This is our first post about the Software Engineering at Google book! The goal of this post is to relate the material from the book to our progress on our Chasten tool, with the hope that it will provide valuable lessons on how we approach designing and developing our own software.
The “Programming Over Time” section introduces the idea that software engineering encompasses more than just writing code — it also involves creating processes that enable the development of maintainable and sustainable software. The preface makes it clear that, instead of viewing a software release as the “final version,” we should see it as a foundation for continuous improvement. The book’s preface emphasizes three key concepts:
Time: To ensure that software is designed for future enhancements, it’s crucial to plan how it will evolve from project inception to completion. This involves structuring code in a way that allows for future improvements and bug fixes.
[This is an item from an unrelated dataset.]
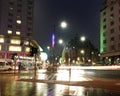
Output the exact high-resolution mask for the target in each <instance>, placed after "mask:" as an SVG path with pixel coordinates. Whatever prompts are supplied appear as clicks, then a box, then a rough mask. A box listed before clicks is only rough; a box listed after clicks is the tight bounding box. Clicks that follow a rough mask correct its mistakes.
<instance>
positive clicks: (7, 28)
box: [0, 0, 39, 60]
Scale: As the engineering team grows or contracts, it’s essential to plan how engineering practices will adapt to accommodate changes in team size and structure.
Costs: Prioritization of software engineering tasks is vital. It’s necessary to establish a clear understanding of which project tasks should take precedence, considering time constraints and resource availability.
These principles not only facilitate software development but also highlight the importance of making well-informed trade-offs when necessary.
As outlined in the developer development schedule, we are embarking on a sixteen-week adventure to build two production-quality software tools. This reflective content is relevant to Chasten, a tool that we are building to automatically search for source code patterns using XPath expressions. Reflecting on our project’s progress so far, we’ve recognized the need to prioritize scaling, emphasizing clear planning and communication as our team tackles a significant project with limited experience. Given our constrained time-frame, we must carefully weigh the importance of features against their implementation cost. Google’s software engineering practices emphasize the importance of a shared team goal and code durability — they will serve as a worthy guide as we build a resilient and adaptable tool.
We can adopt the principles and concepts from the preface of the Software Engineering at Google book to enhance the development and maintenance of Chasten as a critical computational biology and physiology library. By focusing on sustainability, adaptability, and rigorous engineering practices, we improve the likelihood that Chasten will serve the Python community. We have a lot to learn about this process — but we look forward to the adventure!